US Farmers Are Rejecting Multimillion-Dollar Datacenter Bids For Their Land
Source: Slashdot
Background
An anonymous reader quoted a report from The Guardian: when two men knocked on Ida Huddleston’s door in May, they carried a contract worth more than $33 million for the Kentucky farm that had fed her family for centuries. Huddleston said the men’s client—a unnamed “Fortune 100 company”—wanted her 650 acres (260 hectares) in Mason County for an unspecified industrial development. Further details would require signing a non‑disclosure agreement.
More than a dozen of her neighbors received the same knock. By searching public records, they discovered that a new customer had applied for a 2.2 GW project from the local power plant—nearly double its annual generation capacity. The unknown company was building a datacenter.
“You don’t have enough to buy me out. I’m not for sale. Leave me alone, I’m satisfied,” Huddleston, 82, later told the men.
Nationwide Trend
As tech companies race to build massive datacenters needed to power artificial intelligence across the U.S. and the world, similar bids are appearing on rural doorsteps nationwide. Globally, 40,000 acres of powered land—real estate prepped for datacenter development—are projected to be needed for new projects over the next five years, roughly double the amount currently in use.

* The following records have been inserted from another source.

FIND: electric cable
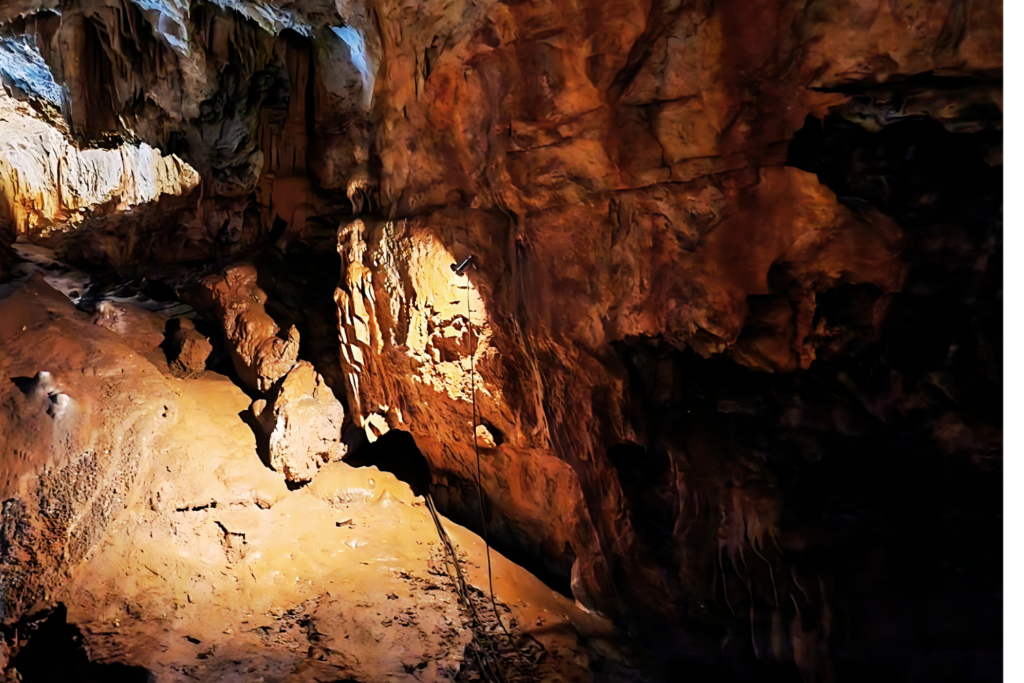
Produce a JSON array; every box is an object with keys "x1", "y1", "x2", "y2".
[{"x1": 463, "y1": 266, "x2": 512, "y2": 641}]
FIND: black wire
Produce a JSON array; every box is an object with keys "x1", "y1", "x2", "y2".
[{"x1": 466, "y1": 273, "x2": 512, "y2": 640}]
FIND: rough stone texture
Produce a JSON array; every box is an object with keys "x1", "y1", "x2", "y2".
[
  {"x1": 168, "y1": 318, "x2": 213, "y2": 378},
  {"x1": 253, "y1": 360, "x2": 346, "y2": 483},
  {"x1": 0, "y1": 93, "x2": 199, "y2": 239},
  {"x1": 0, "y1": 276, "x2": 177, "y2": 624},
  {"x1": 195, "y1": 262, "x2": 299, "y2": 393},
  {"x1": 0, "y1": 278, "x2": 658, "y2": 683},
  {"x1": 0, "y1": 0, "x2": 1002, "y2": 680}
]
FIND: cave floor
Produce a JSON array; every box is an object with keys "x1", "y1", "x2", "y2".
[{"x1": 0, "y1": 272, "x2": 652, "y2": 682}]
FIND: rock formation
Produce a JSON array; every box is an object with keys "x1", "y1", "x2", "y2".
[
  {"x1": 0, "y1": 0, "x2": 1002, "y2": 681},
  {"x1": 253, "y1": 360, "x2": 345, "y2": 483}
]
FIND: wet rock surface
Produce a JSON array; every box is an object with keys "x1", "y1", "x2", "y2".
[{"x1": 0, "y1": 0, "x2": 1002, "y2": 681}]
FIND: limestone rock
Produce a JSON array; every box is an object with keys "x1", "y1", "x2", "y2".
[
  {"x1": 253, "y1": 361, "x2": 346, "y2": 483},
  {"x1": 0, "y1": 92, "x2": 199, "y2": 238},
  {"x1": 194, "y1": 262, "x2": 299, "y2": 393}
]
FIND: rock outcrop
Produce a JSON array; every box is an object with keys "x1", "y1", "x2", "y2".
[
  {"x1": 253, "y1": 360, "x2": 346, "y2": 483},
  {"x1": 196, "y1": 263, "x2": 299, "y2": 393},
  {"x1": 0, "y1": 93, "x2": 199, "y2": 239},
  {"x1": 0, "y1": 0, "x2": 1002, "y2": 681}
]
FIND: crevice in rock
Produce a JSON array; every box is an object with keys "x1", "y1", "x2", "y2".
[{"x1": 4, "y1": 603, "x2": 153, "y2": 683}]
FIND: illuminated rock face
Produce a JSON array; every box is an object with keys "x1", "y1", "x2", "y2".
[
  {"x1": 0, "y1": 94, "x2": 199, "y2": 239},
  {"x1": 253, "y1": 361, "x2": 345, "y2": 483}
]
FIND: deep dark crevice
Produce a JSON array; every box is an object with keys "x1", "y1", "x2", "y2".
[
  {"x1": 608, "y1": 100, "x2": 1002, "y2": 681},
  {"x1": 345, "y1": 429, "x2": 574, "y2": 598},
  {"x1": 786, "y1": 116, "x2": 1002, "y2": 229},
  {"x1": 8, "y1": 604, "x2": 153, "y2": 683}
]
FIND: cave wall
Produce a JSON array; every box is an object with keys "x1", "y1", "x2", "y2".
[{"x1": 0, "y1": 0, "x2": 1002, "y2": 680}]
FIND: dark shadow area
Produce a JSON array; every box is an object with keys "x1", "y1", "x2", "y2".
[
  {"x1": 345, "y1": 429, "x2": 572, "y2": 598},
  {"x1": 10, "y1": 377, "x2": 36, "y2": 396},
  {"x1": 11, "y1": 604, "x2": 153, "y2": 683}
]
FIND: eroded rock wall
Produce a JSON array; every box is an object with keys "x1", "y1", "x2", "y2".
[{"x1": 0, "y1": 0, "x2": 1002, "y2": 680}]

Despite offers that often dwarf the land’s recent market value, many farmers are rejecting them. At least five of Huddleston’s neighbors gave categorical rejections, including one who was told he could name any price.
Recent Examples
- Pennsylvania – A farmer turned down a $15 million offer in January for land he had worked for 50 years.
- Wisconsin – A farmer rejected an $80 million offer the same month.
- Other landowners have declined offers exceeding $120,000 per acre, prices unimaginable just a few years ago.
Implications
These rebuffs highlight the physical limits of AI expansion and the miscalculation by investors of what people value most. In the rolling hills of Mason County and farmland across America, the gap is measured not in dollars but in something harder to price: identity.